We've looked at the conflicting data on the effectiveness of surgical masks many times over the years (see here, here, and here), and there is little consensus on their merit in protecting the wearer.  
N95 masks are presumed superior, but are 10 times more expensive, difficult to wear for extended periods of time, should be replaced after a few hours of wear, and each individual must be `fit-tested' (see Survival Of The Fit-tested).

A little over 3 months ago, in The WHO NPI Guidance : Personal Protection, we looked at their recommendations for face masks, handwashing, and respiratory etiquette during a severe influenza epidemic or pandemic.

The WHO sums up their face mask recommendations, reserving public wearing of face masks by asymptomatic persons to high severity pandemics, while supporting the wearing of surgical masks by symptomatic cases in any scenario.

These are, of course, just WHO's recommendations.  And Chinese authorities are insisting people wear masks in public,  when riding in public transportation, or when showing respiratory symptoms.  Their consumption of disposable masks is  growing every day.

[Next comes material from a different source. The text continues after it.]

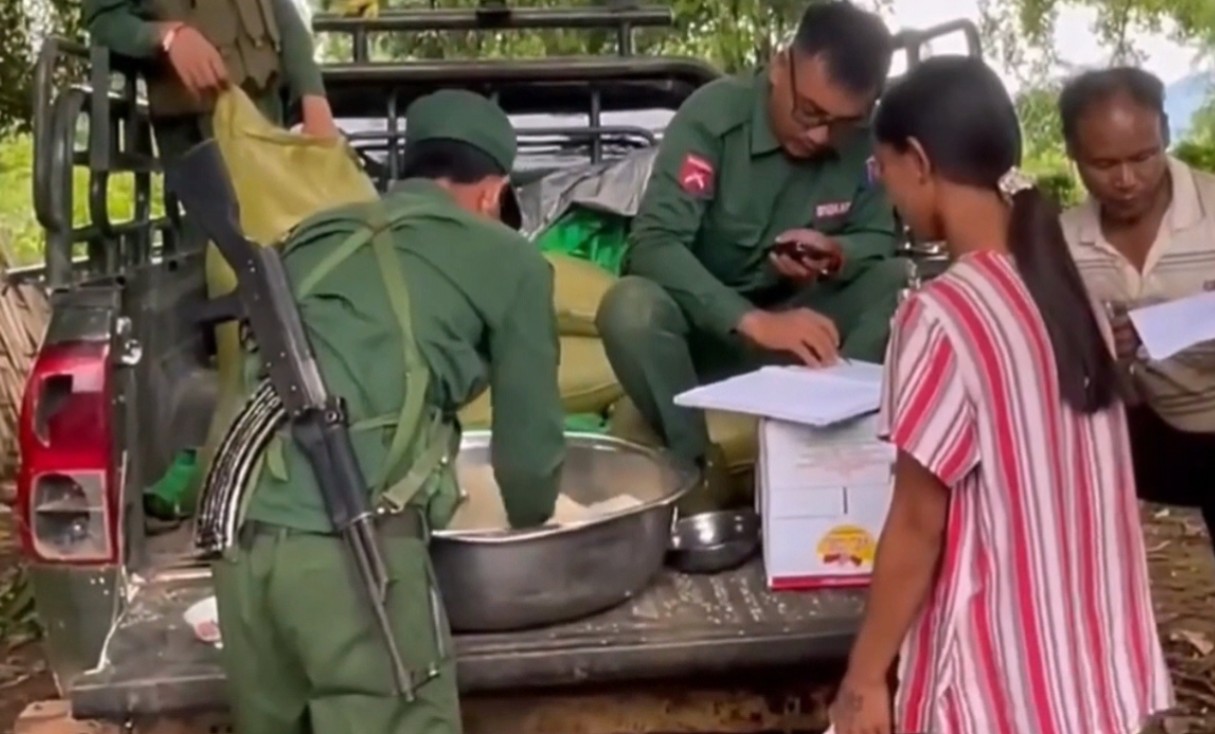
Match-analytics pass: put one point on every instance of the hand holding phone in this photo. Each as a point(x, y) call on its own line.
point(806, 255)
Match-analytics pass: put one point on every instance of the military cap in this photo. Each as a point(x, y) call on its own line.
point(473, 119)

Two weeks ago, I cautioned:
While I'm hopeful the Wuhan pneumonia outbreak will be contained, or may recede on its own - as a matter of routine personal preparedness - I always keep a box or two of facemasks, some vinyl gloves, extra hand sanitizer, extra soap, some common OTC flu meds, and a month's supply of essential Rx meds in my emergency stash . . . just in case.
Things you may want to consider adding to your first aid supplies now, while they are still easily affordable, and are in ample supply
Although I had some N95s left over from the 2009 pandemic, I looked them over, and found some of the elastic straps and foam had deteriorated after a decade in  storage, and took my own advice and ordered in a couple of boxes of new masks.  They arrived in 48 hours. 

Tonight, after talking to Sharon Sanders on FluTrackers about the drain on the mask supply in China, I checked Amazon to see if the masks I ordered two weeks ago were still available.   While some brands still are, they weren't, and a great many of the listings carried this warning:

Some of the suppliers who still have masks available are reporting delayed delivery dates.  While it remains to be seen how much of an impact this novel coronavirus will have outside of Asia, by the time that we know that, your options for preparing will be considerably less robust.

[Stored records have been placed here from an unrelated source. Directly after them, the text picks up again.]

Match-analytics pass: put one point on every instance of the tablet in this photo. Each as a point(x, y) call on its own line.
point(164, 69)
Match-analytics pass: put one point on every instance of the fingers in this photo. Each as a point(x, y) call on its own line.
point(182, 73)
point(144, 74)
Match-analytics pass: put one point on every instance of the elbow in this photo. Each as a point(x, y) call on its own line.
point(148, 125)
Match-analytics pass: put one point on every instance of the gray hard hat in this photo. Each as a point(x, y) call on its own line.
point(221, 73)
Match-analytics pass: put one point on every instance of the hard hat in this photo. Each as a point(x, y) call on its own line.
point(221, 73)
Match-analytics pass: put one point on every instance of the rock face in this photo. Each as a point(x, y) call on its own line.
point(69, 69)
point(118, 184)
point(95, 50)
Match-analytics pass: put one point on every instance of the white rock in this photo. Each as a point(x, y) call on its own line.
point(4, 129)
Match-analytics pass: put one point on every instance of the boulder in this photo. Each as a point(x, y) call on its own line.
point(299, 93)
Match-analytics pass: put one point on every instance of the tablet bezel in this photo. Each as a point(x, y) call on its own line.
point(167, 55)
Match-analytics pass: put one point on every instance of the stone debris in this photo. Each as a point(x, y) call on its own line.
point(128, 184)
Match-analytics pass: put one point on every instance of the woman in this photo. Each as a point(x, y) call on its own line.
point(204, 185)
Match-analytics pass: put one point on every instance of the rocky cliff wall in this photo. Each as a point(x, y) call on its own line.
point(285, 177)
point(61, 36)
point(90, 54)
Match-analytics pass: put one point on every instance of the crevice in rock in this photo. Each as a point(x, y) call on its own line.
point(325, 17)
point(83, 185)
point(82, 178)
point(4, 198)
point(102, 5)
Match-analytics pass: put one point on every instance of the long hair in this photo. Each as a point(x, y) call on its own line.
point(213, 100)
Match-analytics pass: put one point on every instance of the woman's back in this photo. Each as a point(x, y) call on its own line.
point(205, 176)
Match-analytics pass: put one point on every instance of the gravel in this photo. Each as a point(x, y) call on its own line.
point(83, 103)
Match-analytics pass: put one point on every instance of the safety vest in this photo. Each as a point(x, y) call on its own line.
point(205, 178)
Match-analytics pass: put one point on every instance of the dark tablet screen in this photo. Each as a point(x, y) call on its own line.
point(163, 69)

In 2017, the CDC released a 16-page Household Pandemic Planning guide, which emphasizes the use of NPIs - or Non-Pharmaceutical Interventions - during a pandemic.
Get Your Household Ready for Pandemic Flu [PDF – 16 pages]
Among their recommendations, the following advice:
Plan to have extra supplies of important items on hand. For example, keep on hand extra supplies like soap, hand sanitizer with at least 60% alcohol, tissues, and disposable facemasks.
If you or your household members have a chronic condition and regularly take prescription drugs, talk to your health care provider, pharmacist, and insurance provider about keeping an emergency supply of medications at home. These supplies can always be used for a different emergency and then restocked.
Whether you are preparing for an earthquake, a hurricane or a pandemic, better to be months or years  early getting prepared than 1 day too late.